Wie Binnigs Kollege James Russell es ausdrückt: „Therapeuten sind keine Superhelden.“ Russells Praxis liegt gleich am Ende des Flurs von Binnigs, und manchmal verweisen sie oder andere STAR-Therapeuten Klienten zur Familientherapie an ihn. Als einer der wenigen schwarzen Therapeuten am UPMC ist er bei Familien sehr gefragt, die angesichts der langen Geschichte des Rassismus in der Psychiatrie und Psychologie möglicherweise gegenüber weißen Therapeuten oder der Therapie im Allgemeinen misstrauisch sind. (Neben vielen anderen Versäumnissen auf diesem Gebiet werden schwarze Kinder überproportional häufig mit Schizophrenie und Verhaltensstörungen diagnostiziert.) „Wir nennen es Geister vergangener Therapien“, sagt Russell und bezieht sich auf die negativen Erfahrungen, die Familien mit medizinischem Fachpersonal gemacht haben. „Wir sehen es schon eine Meile entfernt, wenn wir diese Leute holen. Es ist ein Schaden entstanden, den wir reparieren müssen.“

Russell, der 41 Jahre alt ist, begann sich für Therapie zu interessieren, nachdem ihm ein Studienberater vorgeschlagen hatte, Psychologie zu studieren. Seine Familie sprach nicht über starke Emotionen oder die Auswirkungen eines Traumas auf ihr Leben: „Es fühlte sich weder natürlich noch sicher an, dies zu tun“, sagt er. Er glaubte auch nicht, dass Therapie etwas für Menschen sei, die wie er aussahen oder die Welt so erlebten wie er. Dennoch faszinierten ihn die Psychologiekurse, die er belegte, und nach dem College arbeitete er während seines Masterstudiums in verschiedenen Berufen im Bereich der Psychiatrie, bevor er sich der Familientherapie widmete.

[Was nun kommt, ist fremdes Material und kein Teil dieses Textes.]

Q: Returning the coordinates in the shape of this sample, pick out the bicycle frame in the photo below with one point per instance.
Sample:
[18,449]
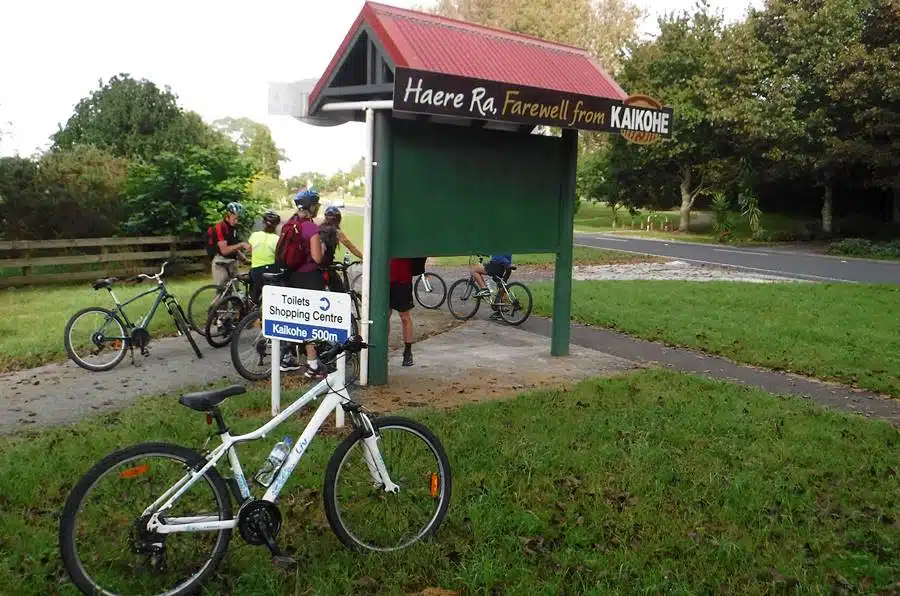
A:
[209,523]
[163,296]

Doch im Jahr 2020 beschloss er, die Zahl seiner Patientenfälle zu reduzieren und mit der Schulung und Überwachung der UPMC-Mitarbeiter zu beginnen. Anfang des Jahres starb sein Schwiegervater. Dann, im Mai, wurde George Floyd von einem Polizisten ermordet. Ein Teil von ihm wollte zu Protesten gehen; Ein anderer Teil von ihm hatte Angst, sagt er, dass „es mir passieren könnte“. Er dachte auch, er könnte verhaftet werden, was dazu führen würde, dass seine Patienten keinen Therapeuten mehr hätten. Monate später wurde sein eigener Vater schwer krank. Er würde mit seiner Familie telefonieren und besprechen, ob er von den lebenserhaltenden Maßnahmen abgezogen werden sollte, und musste dann direkt in eine Therapiesitzung gehen, in der eine Klientin möglicherweise anfangen würde, über ihren eigenen Vater zu sprechen. Er verlor sich kurz in Gedanken. Gleichzeitig wütete die Pandemie. „Es ist eine der schwersten Zeiten in der Geschichte“, sagt Russell, dessen Vater später im Jahr starb. „Und du hast eine Mission. Aber dann denkst du: Warte, ist das doch das Richtige für mich oder ist das genau das, was ich erwartet habe? Du arbeitest daran, sicherzustellen, dass es allen gut geht, aber du hast keine Zeit, deine Mission zu verarbeiten.“ eigenen Verlust und Trauer. Bei Mitarbeitern an vorderster Front ist es schön und gut, wenn es uns gut geht. Aber auch Lebensstress trifft uns.“

Im selben Herbst, Im Jahr 2020, als Russell mit dem Verlust seiner Familie zu kämpfen hatte und Binnigs Fallzahl immer größer wurde, begann ein 15-jähriges Mädchen namens Sophie, STAR zu besuchen, wo Binnig ihre Therapeutin wurde. Sophie vertraute schnell darauf, dass sie bei Binnig im Gegensatz zu ihrem vorherigen Therapeuten gestehen konnte, Selbstmordgedanken zu haben oder sich die Rückseite ihrer Oberschenkel aufgeschnitten zu haben, ohne in Panik zu geraten, dass sie „weggeschickt“ werden würde. Es gefiel ihr, dass Binnig ihre Sorgen ernst nahm, ohne sich zu beeilen, sie zu lösen, oder wie eine Autoritätsperson zu reagieren. (Binnig wollte aus Datenschutzgründen keine Details über sie oder einen ihrer Klienten preisgeben. Ein UPMC-Psychiater brachte mich mit Sophie in Kontakt.) Sie sagte nicht, wie andere es über ihre Beschneidung getan hatten: „Warum sollten Sie so etwas tun?“ selbst?" Das machte Sophie nur noch schlimmer.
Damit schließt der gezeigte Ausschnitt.